Head of Retail Research PT BNI Sekuritas, Fanny Suherman memprediksi, IHSG berpotensi melemah pada perdagangan hari ini.
"IHSG berpotensi untuk melemah kembali hari ini, setelah Moody's downgrade rating Indonesia," kata Fanny dalam riset hariannya, Jumat, 6 Februari 2026.
IHSG
Pasar Asia-Pasifik turun pada Kamis kemarin karena aksi jual saham teknologi di Wall Street semakin intensif, dengan aset digital mata uang kripto juga melemah. Penurunan terbesar dicatatkan oleh saham Advanced Micro Devices (AMD), yang anjlok 17 persen setelah perkiraan kuartal pertama mengecewakan.
Saham Broadcom dan Micron Technology juga mengalami penurunan masing-masing sebesar 3,8 persen dan 9,5 persen, sedangkan Bitcoin turun lebih dari 3 persen.

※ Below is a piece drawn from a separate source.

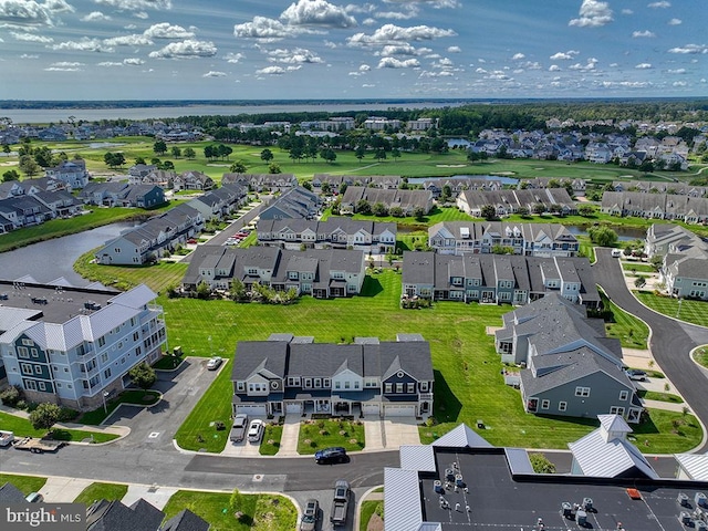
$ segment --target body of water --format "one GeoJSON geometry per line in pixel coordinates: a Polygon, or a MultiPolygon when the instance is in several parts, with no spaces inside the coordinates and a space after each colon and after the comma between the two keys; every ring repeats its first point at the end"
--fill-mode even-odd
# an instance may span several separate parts
{"type": "Polygon", "coordinates": [[[90,282],[74,272],[73,266],[84,252],[116,238],[135,223],[112,223],[77,235],[41,241],[32,246],[0,253],[0,275],[15,280],[30,275],[38,282],[51,282],[63,277],[76,287],[90,282]]]}
{"type": "Polygon", "coordinates": [[[76,121],[96,122],[100,119],[158,119],[178,118],[180,116],[236,116],[239,114],[270,113],[348,113],[365,111],[387,111],[389,108],[440,108],[464,105],[451,102],[409,102],[395,103],[279,103],[272,105],[187,105],[179,107],[126,107],[126,108],[0,108],[0,116],[11,118],[15,124],[48,124],[69,122],[69,116],[76,121]]]}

Di Asia, indeks Kospi Korea Selatan anjlok 3,9 persen karena perusahaan raksasa chip Samsung dan SK Hynix masing-masing turun 3,3 persen dan 6,4 persen. Perusahaan lain yang mengalami penurunan terbesar yakni Hanwha Aerospace yang turun 7,3 persen.
Di Jepang, indeks Nikkei 225 turun 0,9 persen dan Topix melemah tipis 0,1 persen. Perusahaan investasi SoftBank Group Corp turun hingga 7 persen, setelah penjualan perusahaan meleset dari perkiraan. Sementara itu, indeks S&P/ASX 200 Australia turun 0,4 persen, sedangkan Hang Seng Hong Kong naik 0,14 persen.
"Support IHSG berada di level 7.900-8.030 sementara resist IHSG di rentang 8.150-8.200," ujarnya.
Sebagai informasi, indeks utama Wall Street ditutup turun pada perdagangan Kamis kemarin, dengan Nasdaq terseret ke level terendah karena kerugian di Microsoft, Amazon, dan perusahaan teknologi besar lainnya.
Hal itu setelah Alphabet mengatakan dapat menggandakan pengeluaran modal untuk AI, dalam persaingan untuk mendominasi teknologi yang sedang berkembang. Saham Alphabet turun 0,55 persen setelah perusahaan mengatakan berencana menginvestasikan modal hingga US$185 miliar pada tahun 2026.
Indeks S&P 500 anjlok 1,23 persen, Nasdaq turun 1,59 persen, dan Dow Jones Industrial Average melemah 1,20 persen.